My novel is going surprisingly well, considering I have no idea what I'm doing. My last two NaNoWriMo novels, and most of the successful writing I've done in the past, have all been planned to some degree, even if it's just a general sketch of the starting situation and a rough idea of what I want the climax to look like. This time, I mostly intentionally decided I wanted to do something different, and see if I could write my novel without any idea of what I was doing or where I was going. (I was also really busy this October and working on other things, but that's beside the point.)

I shouldn't be surprised, really, that it's working (at least so far, we're not out of week one yet so there's still time for it to all go to hell) because I do stuff like this all the time when I GM. One of the best single sessions I ever ran was almost completely improvised: a one-shot, Gnome Town. I'd sketched out a little dungeon in the hour before I ran it, but I ditched that half-way through and just started riffing on whatever bizarre thing popped into my head and whatever crazy plan the players came up with. The players were pretty hot that night, so it worked out well.

That's the only session I've ever run completely on the spot, though I did improvise most of my one session of Feng Shui. More often, I'll have a general idea of the situation, but little or no idea what the players are going to do. That tends to be my default play style, and it can range anywhere from reasonable responses to character actions based on the pre-defined scenario, to completely making up major details of the game on the spot just because it would be cool.

When it works, it works. Going into the Infamous Wedding Incident, I didn't have a clear idea of what was going to happen, figuring that the players would come up with something. They didn't have a clear plan, because they figured something weird would happen that they could riff off of. My solution? Faen ninja terrorists. In hot air balloons, with long-spears and flaming catapults. The players grabbed hold of it and started doing their crazy thing, and pretty soon we were jamming. It was great.

Of course, the session could have been even better if I'd had better floor plans for the wedding, and a better map of the city, and a better idea of the "normal" order of events, what would have happened if the wedding hadn't been disrupted by a four foot tall version of the IRA and a cross between Mr. Freeze and Jack Sparrow. And part of why it turned out as well as it did was that I knew who a fair amount about the other people who ended up involved--the town guard and the main villain--and what their tactics and motivations were. Because the faen just got the fight started; what made that fight great was the combination of Faen, the villain's attempts to take advantage of the disruption, one of the player's attempts to take advantage of the disruption, and the rest of the party's efforts to keep order along with the city guard.

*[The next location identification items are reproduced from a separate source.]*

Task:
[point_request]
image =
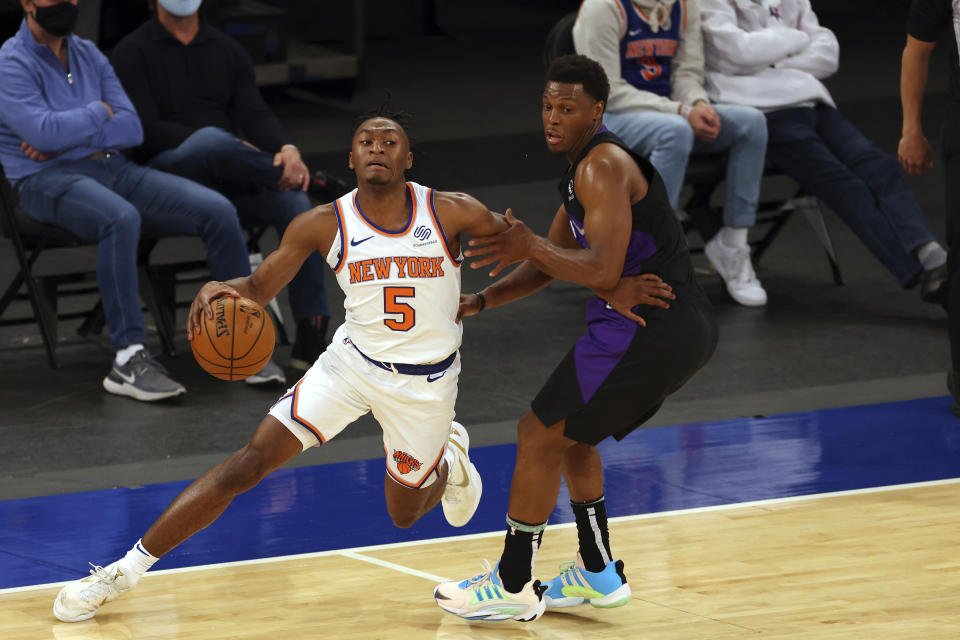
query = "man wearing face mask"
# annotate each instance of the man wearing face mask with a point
(63, 119)
(204, 119)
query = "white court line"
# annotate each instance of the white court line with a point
(394, 566)
(499, 532)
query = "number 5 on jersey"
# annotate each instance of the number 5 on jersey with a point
(392, 305)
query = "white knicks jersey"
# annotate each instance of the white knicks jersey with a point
(402, 288)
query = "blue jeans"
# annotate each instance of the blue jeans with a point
(828, 156)
(217, 159)
(668, 140)
(113, 201)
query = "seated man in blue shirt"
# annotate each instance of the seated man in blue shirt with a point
(63, 118)
(204, 119)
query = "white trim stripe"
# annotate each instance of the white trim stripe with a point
(566, 525)
(392, 565)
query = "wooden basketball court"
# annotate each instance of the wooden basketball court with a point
(875, 563)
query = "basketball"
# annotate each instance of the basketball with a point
(236, 342)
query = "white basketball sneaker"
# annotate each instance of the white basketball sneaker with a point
(80, 599)
(734, 266)
(464, 487)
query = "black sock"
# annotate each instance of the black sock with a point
(593, 534)
(519, 551)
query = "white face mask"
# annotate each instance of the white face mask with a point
(180, 8)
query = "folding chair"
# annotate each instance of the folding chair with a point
(30, 239)
(706, 173)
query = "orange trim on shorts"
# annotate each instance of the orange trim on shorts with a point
(303, 422)
(425, 475)
(443, 236)
(343, 237)
(381, 230)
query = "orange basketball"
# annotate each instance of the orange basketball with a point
(236, 342)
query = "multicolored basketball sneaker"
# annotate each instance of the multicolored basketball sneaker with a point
(483, 597)
(575, 585)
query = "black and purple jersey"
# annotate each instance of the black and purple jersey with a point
(657, 243)
(618, 373)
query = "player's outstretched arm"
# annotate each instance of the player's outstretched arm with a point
(522, 281)
(604, 189)
(311, 231)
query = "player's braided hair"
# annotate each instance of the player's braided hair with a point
(389, 110)
(578, 69)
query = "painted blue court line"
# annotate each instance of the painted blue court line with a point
(340, 506)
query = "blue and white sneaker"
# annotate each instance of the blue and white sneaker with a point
(575, 585)
(483, 597)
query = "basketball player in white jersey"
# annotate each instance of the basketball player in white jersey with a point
(395, 247)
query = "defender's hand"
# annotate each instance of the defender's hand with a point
(646, 289)
(514, 244)
(201, 304)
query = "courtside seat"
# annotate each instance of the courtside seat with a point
(30, 239)
(706, 173)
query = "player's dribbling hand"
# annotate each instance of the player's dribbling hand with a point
(646, 289)
(201, 304)
(514, 244)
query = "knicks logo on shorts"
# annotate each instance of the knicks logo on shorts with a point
(405, 462)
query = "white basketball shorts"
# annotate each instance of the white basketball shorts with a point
(414, 411)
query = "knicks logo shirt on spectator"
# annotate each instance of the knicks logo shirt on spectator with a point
(649, 44)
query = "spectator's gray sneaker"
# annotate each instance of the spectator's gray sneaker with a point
(142, 378)
(271, 374)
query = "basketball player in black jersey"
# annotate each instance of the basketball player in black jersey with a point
(614, 231)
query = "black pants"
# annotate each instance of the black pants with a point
(824, 152)
(950, 145)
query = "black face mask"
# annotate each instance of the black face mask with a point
(59, 19)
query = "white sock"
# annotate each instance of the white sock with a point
(136, 563)
(123, 355)
(931, 256)
(454, 468)
(733, 237)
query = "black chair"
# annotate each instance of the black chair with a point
(30, 239)
(706, 173)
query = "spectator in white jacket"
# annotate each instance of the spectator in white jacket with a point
(772, 54)
(652, 51)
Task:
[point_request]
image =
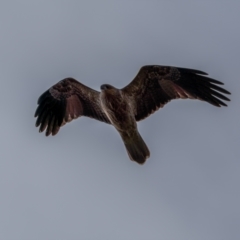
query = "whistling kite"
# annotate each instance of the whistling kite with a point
(150, 90)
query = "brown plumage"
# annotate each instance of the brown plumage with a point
(151, 89)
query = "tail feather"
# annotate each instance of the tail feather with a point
(136, 148)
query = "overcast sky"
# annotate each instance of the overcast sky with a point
(80, 184)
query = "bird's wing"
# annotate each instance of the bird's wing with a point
(154, 86)
(65, 101)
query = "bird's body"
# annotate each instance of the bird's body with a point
(150, 90)
(120, 112)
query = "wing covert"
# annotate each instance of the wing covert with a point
(65, 101)
(155, 85)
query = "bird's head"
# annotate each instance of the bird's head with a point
(106, 87)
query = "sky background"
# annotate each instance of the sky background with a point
(80, 184)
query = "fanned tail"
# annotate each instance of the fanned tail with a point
(136, 148)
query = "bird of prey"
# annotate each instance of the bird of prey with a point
(151, 89)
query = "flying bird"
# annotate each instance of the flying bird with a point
(151, 89)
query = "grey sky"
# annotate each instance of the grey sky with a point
(80, 184)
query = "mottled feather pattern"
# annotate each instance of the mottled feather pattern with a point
(151, 89)
(155, 85)
(65, 101)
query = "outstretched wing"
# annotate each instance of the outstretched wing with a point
(65, 101)
(154, 86)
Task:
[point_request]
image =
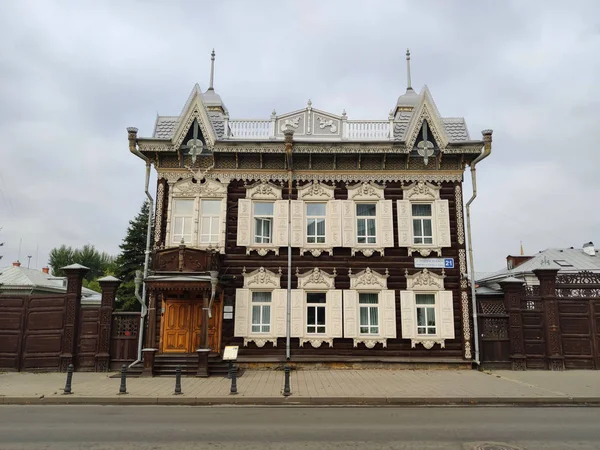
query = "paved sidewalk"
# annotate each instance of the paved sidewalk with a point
(323, 387)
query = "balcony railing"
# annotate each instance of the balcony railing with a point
(351, 130)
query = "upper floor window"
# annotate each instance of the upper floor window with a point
(210, 214)
(369, 313)
(425, 305)
(422, 223)
(315, 312)
(261, 312)
(315, 222)
(366, 223)
(183, 213)
(263, 223)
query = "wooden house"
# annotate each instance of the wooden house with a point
(303, 236)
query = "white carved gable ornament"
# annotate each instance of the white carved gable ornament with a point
(368, 279)
(425, 281)
(316, 279)
(262, 278)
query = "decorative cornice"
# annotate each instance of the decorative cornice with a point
(316, 279)
(424, 281)
(368, 279)
(421, 190)
(261, 278)
(330, 176)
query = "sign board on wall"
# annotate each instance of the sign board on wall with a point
(434, 263)
(230, 353)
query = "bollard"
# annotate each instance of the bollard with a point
(178, 381)
(123, 388)
(67, 389)
(286, 387)
(233, 381)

But being willing to make stuff up as I go along? Being confident in my ability to make stuff up as I go along? It's been key to whatever success I've had as a GM. And it's fun. Part of the reason I count those sessions among my major successes is what I great time I had during them. Which isn't everything, because the fun has to be there for the whole table, but it's important.


  1. Gnome Town was also awesome from the other side of the screen (the Wedding Incident, too, I imagine, but I wasn't there at the time). I'm still a firm believer in sleep deprivation as an imagination sparker for players, though the results for GMs are less consistent.

  2. That's good to hear. I do need to properly address the importance of player imagination/input, because it's especially crucial if you're working on the fly like this and I don't think it gets enough attention.